Writing Obituaries Will Help You Develop Your Characters

When I was writing the obituary for the character in my novel, it helped me iron out details of her personality and her life that I hadn’t yet. So, it was a practical writing exercise to develop the character and really get to know her and what she had done during her fictional life, where she was from, what she did for a living, etc. It also helped me nail down a lot about some of the other characters in the novel and how they perceived her and who she was. Especially those characters who contributed to writing her obituary. For all intents and purposes, writing obituaries for your main characters is exceedingly practical if you’re struggling with the details of their lives, who they are, what they care about, and what they’ve done or are going to do (if they aren’t dead yet).

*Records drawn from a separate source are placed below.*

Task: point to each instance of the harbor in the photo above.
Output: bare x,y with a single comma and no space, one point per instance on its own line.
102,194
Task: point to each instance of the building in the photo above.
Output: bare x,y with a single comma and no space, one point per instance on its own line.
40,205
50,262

Writing Obituaries Will Help You Develop More Compelling Characters

Writing obituaries for your characters will also really allow you to get to know them in a more intimate, straightforward, and respectful way, even if they’re supposed to be terrible villains. This is important to note because if you’re to tell a good story with complex characters that are tragically human, they need to be believable. And this can only be achieved from a more objective vantage point. When you’re writing an obituary, you must be objective. All humans do both good and bad things, even villains (as long as they aren’t clinically considered to be sociopaths, at least). So, when you write an obituary, it essentially allows you to see your characters through a more objective lens, which will allow you to write about them in a more believable and nuanced way, making them more compelling.

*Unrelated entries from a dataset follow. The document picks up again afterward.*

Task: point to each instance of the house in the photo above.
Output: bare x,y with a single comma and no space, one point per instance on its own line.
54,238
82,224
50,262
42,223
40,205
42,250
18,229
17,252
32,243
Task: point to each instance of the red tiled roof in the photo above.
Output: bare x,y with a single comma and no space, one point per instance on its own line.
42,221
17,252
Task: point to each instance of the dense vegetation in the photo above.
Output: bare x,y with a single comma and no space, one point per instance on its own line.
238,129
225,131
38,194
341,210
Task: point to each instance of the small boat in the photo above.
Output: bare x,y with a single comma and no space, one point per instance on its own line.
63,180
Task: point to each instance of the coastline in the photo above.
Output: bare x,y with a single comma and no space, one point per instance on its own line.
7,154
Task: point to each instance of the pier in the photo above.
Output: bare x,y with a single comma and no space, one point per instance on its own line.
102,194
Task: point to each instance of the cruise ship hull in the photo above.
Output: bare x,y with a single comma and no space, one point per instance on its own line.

Writing Obituaries Will Help You Iron Out Your Plot

Writing obituaries will also help you iron out major plot points in your narrative because you will be able to outline some of the major things some of your major characters have done. Even if you don’t include something atrocious or illicit that a character did in their obituary, its omission from the obituary is revealing, too. And what you omit from an obituary can give you a lot of ideas for compelling secrets and scandals and drama and suspense.

It’s oddly beautiful that it’s only through the death of your characters that you can see their lives more clearly.